Figure | Axis | Lines | Legend |

Creating Plots, Current Figure, Current Axis in Python

Python's PyPlot works on the current figure and axis. All commands work to add plot elements to the current figure and axis. The function gca() returns the current axes (Axes object instance).

A figure and axes are created by default for any plot if you do not specify anything. Within the figure one default subplot (subplot(111)) is also created by default. It seems the function subplots(), plural is now the prefered way from various posts and comments I've seen... it offers more convenience.

Using subplots() you create the layout of subplots in one call and are returned the figure and axes objects (single axis or array if many subplots) for the plot. For example, creating a default graph with one subplot you do the following.

fig, ax = pl.subplots(nrows=2) # ax will be an array with 2 axis

This is just a little simpler than using the subplot() function where you would do the following.

fig = pl.figure(1)
ax1 = pl.subplot(211, 1)
ax2 = pl.subplot(211, 2)

Plot Returns A Set Of Lines

The function plt.plot() (and the axis plot function) returns a list of lines (Line2D instances). The line objects have properties settable using the setp() command or as keyword arguments when plot()ing the lines. Some useul properties:

PropertyValue Type
color any matplot lib colour
label any string
linestyle '-', '--', '-.', ':'
linewidth line width in points (float values)
marker See marker styles

For example, when plotting one line a list of size 1, containing one Line2D instance is returned. In the little snippet below I wanted to plot a set of data points and then plot a curve fit to that line, but display the curve fit using the same colour, just different line style:

fig, ax = pl.subplots()
fig.set_figwidth(15)
fig.set_figheight(10)
...<snip>...
#
# Plot the data points and get the line instance.
line, = ax.plot(xSeries, ySeries)
#   ^
#   Note: the comma here to unpack the returned list, otherwise line is 
#         a list, not a Line2D instance
...<snip>...
#
# Fit two blended guassians to the data set
popt_gauss, pcov_gauss = opt.curve_fit(
                two_gauss_curves, 
                xSeries, 
                ySeries,
                p0=(1, 70, 1, 1, 80, 1))

h1, u1, s1, h2, u2, s2 = popt_gauss

#
# Get the colour used for the data set and plot the fitted curve in 
# the same colour.

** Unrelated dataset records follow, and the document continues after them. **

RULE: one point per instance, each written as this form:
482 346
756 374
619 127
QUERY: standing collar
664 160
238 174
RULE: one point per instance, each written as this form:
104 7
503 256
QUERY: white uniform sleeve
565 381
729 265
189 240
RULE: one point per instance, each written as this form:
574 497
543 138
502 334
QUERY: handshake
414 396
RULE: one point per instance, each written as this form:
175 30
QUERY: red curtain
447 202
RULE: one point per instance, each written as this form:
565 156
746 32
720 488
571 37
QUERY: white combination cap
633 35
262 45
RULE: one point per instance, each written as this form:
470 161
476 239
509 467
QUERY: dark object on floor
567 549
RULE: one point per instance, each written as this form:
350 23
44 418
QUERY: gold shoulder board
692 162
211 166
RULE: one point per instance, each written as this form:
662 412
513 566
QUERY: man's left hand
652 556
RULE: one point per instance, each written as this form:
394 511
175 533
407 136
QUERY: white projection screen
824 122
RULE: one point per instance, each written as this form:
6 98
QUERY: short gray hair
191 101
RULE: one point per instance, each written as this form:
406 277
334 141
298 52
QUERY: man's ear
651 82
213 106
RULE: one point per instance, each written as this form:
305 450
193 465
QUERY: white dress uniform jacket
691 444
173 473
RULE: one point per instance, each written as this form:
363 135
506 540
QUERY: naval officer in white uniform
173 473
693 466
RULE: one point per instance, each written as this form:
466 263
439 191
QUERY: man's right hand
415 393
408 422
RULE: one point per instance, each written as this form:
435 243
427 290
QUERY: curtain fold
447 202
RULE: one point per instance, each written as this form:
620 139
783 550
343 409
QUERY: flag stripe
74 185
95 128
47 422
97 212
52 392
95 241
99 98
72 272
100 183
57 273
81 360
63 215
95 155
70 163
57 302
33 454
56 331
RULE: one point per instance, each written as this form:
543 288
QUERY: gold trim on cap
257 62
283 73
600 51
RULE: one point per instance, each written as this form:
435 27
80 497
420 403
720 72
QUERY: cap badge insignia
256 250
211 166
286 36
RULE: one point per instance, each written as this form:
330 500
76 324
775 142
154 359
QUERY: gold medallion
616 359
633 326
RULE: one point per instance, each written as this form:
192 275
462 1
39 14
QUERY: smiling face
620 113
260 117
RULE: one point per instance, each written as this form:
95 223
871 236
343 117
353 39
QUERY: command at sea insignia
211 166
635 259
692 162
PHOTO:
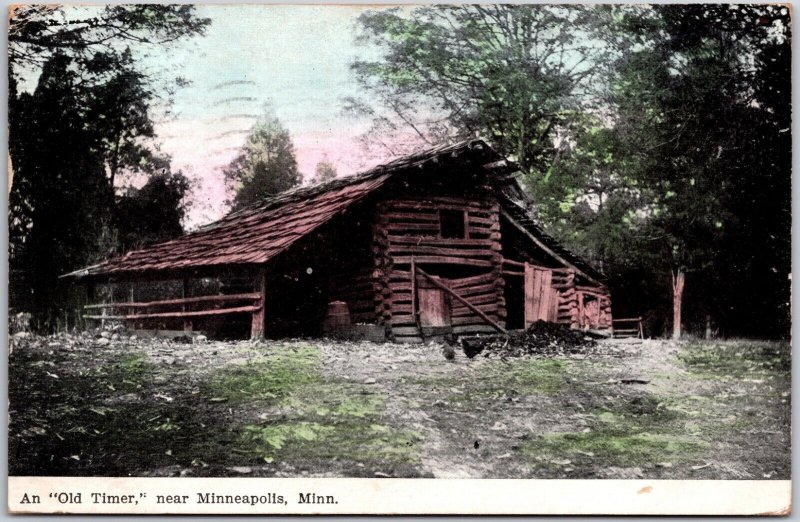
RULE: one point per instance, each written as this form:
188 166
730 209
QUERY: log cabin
437 243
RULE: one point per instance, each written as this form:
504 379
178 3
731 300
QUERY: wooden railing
636 330
131 311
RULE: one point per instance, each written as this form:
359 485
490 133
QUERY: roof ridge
298 193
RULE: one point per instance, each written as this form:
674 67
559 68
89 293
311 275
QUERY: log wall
470 265
357 290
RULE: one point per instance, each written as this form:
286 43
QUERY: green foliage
737 359
87 121
325 171
614 448
513 73
266 165
652 139
282 374
152 213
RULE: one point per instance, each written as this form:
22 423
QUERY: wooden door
434 306
541 299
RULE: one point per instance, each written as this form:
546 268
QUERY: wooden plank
517 264
435 241
444 260
472 280
545 295
417 227
258 321
201 299
462 300
544 247
480 222
401 217
195 313
433 307
408 339
479 299
476 328
491 308
440 251
187 324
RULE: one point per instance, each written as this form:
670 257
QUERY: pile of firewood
541 338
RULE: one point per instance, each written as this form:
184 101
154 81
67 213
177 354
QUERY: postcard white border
405 496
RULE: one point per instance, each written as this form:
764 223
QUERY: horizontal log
405 330
195 313
478 328
181 301
408 339
489 289
440 251
626 330
514 263
481 222
479 299
463 311
418 227
444 260
412 216
402 320
489 277
437 241
440 202
473 319
458 297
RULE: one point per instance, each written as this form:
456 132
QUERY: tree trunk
678 281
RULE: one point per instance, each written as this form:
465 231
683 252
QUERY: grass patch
736 359
524 376
614 448
282 373
636 431
351 440
318 420
126 374
332 421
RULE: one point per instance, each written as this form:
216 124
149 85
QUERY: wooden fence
185 308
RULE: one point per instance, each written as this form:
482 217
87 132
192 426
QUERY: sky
295 58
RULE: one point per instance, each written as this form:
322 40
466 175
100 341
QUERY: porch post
187 323
259 316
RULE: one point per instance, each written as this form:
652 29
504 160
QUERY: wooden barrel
338 316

If we didn't do this the curve fit and data would
# be in two separate colours.
lc = line.get_color()
lineFit, = ax.plot(xSeries, two_gauss_curves(xSeries, *popt_gauss))
#      ^
#      Note: the comma here to unpack the returned list, otherwise line is 
#            a list, not a Line2D instance

ax.axvline(x=u1, linestyle="--", color=lc)
ax.axvline(x=u2, linestyle="--", color=lc)
ax.text(u1, h1, " h={:.2f}".format(h1), color=lc)
ax.text(u2, h2, " h={:.2f}".format(h2), color=lc)

#
# Set the colour of the curve fit we plotted and the linestyle
lineFit.set_color(lc)
lineFit.set_linestyle('-.')

Set The Figure Size

fig.set_figwidth(15)
fig.set_figheight(10)

Get X/Y Axis Limits

Wanted to get the X or Y axis limits as used for the graph. This isn't always the min/max of the axis data series so use the functions get_xlim() and get_lim()...

ax.get_xlim() # Get x-axis limits as a tuple (min, max)
ax.get_xlim() # Get y-axis limits as a tuple (min, max)

Adjust The Major And Minor Grids

Inspired by this SO answer.

I wanted to be able to increase the ganularity of the the grid so that I could have a guide for every unit increment on the x-axis, as the current grid was a little too "broad". The grid displayed by default just shows guide lines for the major ticks. The solution is to add in minor ticks as well.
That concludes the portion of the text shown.